In the end, it is not about exceptional client service. It is about extraordinary client service. The difference is relationship driven. Want a client service program that works? Here are some ideas:
- Test your people! What do they know personally about the client or caller?
- Reward relationship conversations. Provide time for firm members to share experiences.
- Encourage firm members to share something personal about themselves with others.
- Create client awareness areas. If you walk by a client, you are to stop, introduce yourself, ask how they are, AND LISTEN. By the way, forbid personal gossip or shop talk around clients in waiting areas. If you have time to do that, talk to the client.
- Stop the waiting game. If clients are waiting to see you or someone in the firm you are very old school. Be mindful of what their needs are, not yours.
- Know what you are selling to the client. Is it a financial reward? Revenge? Understanding? Each client is different but, in the end, they want what they want. Learn to deliver.
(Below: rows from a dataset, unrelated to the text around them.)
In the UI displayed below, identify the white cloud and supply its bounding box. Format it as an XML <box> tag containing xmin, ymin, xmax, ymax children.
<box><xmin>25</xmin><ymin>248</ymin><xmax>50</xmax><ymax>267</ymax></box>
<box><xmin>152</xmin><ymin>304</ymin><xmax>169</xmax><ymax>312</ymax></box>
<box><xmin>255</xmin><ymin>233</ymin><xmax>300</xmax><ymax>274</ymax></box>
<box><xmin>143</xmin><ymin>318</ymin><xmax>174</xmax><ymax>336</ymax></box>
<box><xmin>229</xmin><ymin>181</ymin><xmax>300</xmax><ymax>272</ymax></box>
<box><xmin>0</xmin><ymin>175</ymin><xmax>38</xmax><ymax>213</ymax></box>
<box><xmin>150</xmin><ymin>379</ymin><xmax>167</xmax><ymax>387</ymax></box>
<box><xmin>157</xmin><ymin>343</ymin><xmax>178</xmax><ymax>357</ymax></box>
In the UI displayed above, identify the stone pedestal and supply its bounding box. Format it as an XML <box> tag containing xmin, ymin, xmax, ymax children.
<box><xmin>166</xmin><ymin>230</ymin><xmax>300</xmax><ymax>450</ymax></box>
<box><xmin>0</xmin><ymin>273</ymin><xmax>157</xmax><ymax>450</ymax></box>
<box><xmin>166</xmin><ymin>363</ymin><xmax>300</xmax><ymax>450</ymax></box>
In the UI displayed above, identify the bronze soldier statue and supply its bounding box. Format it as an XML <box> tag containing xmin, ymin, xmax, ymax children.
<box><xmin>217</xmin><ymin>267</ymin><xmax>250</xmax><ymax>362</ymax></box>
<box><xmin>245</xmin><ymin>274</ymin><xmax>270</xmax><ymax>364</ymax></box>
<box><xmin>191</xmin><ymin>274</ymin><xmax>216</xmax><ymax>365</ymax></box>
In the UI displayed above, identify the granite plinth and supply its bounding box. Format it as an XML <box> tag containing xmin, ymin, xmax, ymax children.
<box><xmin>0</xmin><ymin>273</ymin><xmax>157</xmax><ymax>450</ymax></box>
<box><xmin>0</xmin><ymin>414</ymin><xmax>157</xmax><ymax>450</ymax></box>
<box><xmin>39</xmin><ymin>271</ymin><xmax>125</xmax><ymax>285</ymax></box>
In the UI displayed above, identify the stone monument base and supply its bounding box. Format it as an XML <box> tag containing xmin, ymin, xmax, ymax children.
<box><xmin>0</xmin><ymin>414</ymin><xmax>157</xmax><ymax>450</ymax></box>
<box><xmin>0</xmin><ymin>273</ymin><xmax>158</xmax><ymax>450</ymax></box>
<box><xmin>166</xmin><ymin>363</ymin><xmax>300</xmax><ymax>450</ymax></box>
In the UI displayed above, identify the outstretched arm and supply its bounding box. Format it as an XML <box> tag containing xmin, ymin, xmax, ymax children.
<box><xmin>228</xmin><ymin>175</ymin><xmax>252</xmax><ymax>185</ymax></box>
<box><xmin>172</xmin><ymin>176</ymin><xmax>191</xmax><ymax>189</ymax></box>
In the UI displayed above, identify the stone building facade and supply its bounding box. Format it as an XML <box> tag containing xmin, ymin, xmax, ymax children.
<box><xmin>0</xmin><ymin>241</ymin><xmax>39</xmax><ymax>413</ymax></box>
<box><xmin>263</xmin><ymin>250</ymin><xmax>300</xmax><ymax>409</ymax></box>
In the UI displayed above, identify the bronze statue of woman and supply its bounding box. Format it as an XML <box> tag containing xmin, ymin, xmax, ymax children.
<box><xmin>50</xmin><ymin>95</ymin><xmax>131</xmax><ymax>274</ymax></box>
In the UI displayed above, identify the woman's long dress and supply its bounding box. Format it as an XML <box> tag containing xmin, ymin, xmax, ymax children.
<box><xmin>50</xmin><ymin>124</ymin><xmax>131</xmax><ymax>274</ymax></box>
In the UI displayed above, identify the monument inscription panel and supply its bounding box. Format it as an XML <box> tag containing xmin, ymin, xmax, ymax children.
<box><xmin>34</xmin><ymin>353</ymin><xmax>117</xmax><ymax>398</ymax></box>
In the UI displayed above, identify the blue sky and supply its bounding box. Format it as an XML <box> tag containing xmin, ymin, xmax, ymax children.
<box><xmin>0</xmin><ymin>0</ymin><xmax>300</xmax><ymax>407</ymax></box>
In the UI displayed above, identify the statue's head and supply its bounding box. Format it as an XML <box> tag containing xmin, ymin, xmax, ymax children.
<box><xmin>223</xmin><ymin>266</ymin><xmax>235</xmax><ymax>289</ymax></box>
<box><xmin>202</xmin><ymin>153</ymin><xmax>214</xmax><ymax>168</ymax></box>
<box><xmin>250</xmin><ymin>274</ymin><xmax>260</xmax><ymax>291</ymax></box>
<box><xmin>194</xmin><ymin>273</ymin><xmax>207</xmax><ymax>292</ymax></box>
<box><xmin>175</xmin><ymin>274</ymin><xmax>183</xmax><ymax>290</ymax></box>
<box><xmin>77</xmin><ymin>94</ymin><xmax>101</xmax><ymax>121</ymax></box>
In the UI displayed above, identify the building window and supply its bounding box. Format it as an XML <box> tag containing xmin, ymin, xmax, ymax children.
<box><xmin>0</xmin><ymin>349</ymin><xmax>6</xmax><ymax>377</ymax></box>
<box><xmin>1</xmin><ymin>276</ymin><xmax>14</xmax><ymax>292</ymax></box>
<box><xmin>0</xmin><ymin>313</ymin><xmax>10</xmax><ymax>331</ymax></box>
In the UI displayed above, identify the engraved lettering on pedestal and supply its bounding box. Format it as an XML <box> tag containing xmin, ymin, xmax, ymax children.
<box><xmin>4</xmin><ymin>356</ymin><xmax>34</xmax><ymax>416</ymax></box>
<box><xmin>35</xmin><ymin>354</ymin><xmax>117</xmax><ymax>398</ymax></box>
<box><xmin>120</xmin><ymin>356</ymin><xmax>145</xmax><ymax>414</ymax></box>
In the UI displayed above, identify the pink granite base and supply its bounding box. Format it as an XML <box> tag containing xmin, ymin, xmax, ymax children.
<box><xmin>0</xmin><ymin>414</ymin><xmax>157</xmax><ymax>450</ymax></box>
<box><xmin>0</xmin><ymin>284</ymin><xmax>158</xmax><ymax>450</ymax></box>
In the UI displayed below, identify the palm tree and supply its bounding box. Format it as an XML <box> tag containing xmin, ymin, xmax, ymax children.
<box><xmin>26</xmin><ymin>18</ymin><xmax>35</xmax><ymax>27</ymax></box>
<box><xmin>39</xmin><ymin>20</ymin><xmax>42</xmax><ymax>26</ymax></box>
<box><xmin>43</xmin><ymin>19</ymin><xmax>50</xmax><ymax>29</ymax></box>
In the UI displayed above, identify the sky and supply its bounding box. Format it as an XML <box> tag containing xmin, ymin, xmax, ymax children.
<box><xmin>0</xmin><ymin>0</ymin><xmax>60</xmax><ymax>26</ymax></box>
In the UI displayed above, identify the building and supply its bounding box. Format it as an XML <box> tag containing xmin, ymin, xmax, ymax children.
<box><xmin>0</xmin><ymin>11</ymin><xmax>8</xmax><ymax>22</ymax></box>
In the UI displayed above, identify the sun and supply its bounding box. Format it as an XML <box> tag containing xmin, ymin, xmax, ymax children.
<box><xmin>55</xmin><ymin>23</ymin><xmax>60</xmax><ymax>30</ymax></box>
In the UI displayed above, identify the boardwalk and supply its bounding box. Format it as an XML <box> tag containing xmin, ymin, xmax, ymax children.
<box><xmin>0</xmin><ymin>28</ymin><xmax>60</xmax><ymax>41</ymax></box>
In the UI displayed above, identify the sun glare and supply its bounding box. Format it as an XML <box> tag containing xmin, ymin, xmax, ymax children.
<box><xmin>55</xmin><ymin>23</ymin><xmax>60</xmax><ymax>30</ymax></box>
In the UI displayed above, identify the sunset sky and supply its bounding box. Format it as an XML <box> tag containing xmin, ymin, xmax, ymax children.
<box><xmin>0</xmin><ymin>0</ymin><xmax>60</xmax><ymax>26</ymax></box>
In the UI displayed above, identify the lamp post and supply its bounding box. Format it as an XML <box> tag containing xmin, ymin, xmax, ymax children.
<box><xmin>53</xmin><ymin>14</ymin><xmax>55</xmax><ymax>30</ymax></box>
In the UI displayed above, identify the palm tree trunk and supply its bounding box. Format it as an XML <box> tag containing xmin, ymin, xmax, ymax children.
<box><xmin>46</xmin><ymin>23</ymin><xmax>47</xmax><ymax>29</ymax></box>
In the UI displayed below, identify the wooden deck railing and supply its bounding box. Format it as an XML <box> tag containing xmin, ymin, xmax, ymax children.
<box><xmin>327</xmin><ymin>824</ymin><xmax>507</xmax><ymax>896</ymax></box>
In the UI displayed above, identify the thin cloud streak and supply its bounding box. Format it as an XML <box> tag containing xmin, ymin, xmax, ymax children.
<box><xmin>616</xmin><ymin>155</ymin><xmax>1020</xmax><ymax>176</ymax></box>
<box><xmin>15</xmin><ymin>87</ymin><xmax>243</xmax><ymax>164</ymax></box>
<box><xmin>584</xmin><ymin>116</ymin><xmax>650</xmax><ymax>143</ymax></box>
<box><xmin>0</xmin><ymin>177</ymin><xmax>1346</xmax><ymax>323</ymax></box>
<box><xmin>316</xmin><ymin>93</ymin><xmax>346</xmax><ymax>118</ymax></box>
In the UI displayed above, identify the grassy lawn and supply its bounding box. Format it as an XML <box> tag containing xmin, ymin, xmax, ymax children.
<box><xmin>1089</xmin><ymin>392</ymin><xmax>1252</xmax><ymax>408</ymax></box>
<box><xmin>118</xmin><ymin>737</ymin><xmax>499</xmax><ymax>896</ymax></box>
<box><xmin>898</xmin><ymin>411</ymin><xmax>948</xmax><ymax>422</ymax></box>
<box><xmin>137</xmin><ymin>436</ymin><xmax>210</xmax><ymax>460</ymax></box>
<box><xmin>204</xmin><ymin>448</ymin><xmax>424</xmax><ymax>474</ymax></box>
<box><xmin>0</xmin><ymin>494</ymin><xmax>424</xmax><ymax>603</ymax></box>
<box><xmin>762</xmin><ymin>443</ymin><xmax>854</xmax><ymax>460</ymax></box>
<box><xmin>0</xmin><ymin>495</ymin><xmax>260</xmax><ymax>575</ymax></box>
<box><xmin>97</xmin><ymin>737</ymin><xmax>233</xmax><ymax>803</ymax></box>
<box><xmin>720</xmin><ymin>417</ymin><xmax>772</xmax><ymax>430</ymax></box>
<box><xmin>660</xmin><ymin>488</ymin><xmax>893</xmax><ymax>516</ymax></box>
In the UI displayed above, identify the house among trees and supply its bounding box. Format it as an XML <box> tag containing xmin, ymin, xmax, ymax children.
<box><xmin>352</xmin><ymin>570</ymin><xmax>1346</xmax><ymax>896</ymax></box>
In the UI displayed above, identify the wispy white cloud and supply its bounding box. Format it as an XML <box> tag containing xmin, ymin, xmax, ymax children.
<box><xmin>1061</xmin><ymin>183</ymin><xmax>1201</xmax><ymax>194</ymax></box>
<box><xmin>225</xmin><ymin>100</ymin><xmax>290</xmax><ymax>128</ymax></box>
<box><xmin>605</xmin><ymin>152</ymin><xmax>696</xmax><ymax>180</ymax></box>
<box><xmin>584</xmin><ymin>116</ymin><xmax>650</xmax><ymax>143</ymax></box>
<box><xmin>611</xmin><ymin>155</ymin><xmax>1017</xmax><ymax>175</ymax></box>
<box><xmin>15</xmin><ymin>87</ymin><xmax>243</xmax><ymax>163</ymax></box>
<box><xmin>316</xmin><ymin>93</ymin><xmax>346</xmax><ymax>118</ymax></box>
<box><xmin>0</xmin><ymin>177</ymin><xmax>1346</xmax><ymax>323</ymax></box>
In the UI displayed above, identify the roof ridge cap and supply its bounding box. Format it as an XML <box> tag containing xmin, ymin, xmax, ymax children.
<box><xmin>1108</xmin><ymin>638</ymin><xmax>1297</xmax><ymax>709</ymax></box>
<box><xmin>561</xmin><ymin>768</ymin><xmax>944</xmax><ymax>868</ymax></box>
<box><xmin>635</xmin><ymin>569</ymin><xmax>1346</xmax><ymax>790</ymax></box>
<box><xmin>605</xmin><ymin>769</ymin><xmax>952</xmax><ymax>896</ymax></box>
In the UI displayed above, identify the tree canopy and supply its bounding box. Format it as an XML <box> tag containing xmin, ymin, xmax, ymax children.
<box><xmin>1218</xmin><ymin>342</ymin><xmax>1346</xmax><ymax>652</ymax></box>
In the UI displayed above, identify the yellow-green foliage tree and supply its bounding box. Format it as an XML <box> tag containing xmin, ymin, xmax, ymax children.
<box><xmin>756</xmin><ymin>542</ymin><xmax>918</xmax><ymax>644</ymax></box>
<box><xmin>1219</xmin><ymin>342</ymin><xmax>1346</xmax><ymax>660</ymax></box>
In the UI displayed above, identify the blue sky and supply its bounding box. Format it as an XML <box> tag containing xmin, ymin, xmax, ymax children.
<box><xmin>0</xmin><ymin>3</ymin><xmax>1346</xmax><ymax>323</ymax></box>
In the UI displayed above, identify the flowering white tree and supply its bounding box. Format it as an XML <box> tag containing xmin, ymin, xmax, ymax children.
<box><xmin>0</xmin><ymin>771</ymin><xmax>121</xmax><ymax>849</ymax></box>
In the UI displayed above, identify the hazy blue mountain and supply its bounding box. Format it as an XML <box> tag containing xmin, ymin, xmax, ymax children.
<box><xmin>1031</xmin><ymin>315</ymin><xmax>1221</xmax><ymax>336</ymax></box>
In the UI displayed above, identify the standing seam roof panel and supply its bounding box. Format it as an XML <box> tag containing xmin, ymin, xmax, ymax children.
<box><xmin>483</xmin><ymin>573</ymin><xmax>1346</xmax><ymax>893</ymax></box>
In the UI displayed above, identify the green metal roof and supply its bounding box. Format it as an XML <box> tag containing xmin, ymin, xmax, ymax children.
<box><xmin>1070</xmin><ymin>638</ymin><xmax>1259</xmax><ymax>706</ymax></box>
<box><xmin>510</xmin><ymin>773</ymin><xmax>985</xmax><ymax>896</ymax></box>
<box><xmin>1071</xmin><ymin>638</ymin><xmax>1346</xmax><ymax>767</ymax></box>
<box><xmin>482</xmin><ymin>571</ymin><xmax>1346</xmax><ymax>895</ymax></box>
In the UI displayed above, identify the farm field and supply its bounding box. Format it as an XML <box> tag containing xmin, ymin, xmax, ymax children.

Back many years ago I saw a lawyer try his heart out on a case with a client that the firm adored. The firm believed in the case and the people. The firm members all interacted with the clients, and they were genuinely liked. Unfortunately, the jury came up with one of those dumb decisions that seem to occur now and then. The firm as a whole was devastated, and you can imagine how the attorney felt. The next morning the client and her husband showed up with homemade baked goods for the entire firm. They wanted the firm to know they didn’t blame them and wanted to show how much it meant to them to have the members of the firm in their lives. And many personal referrals ensued. That, my friends, is relationship marketing.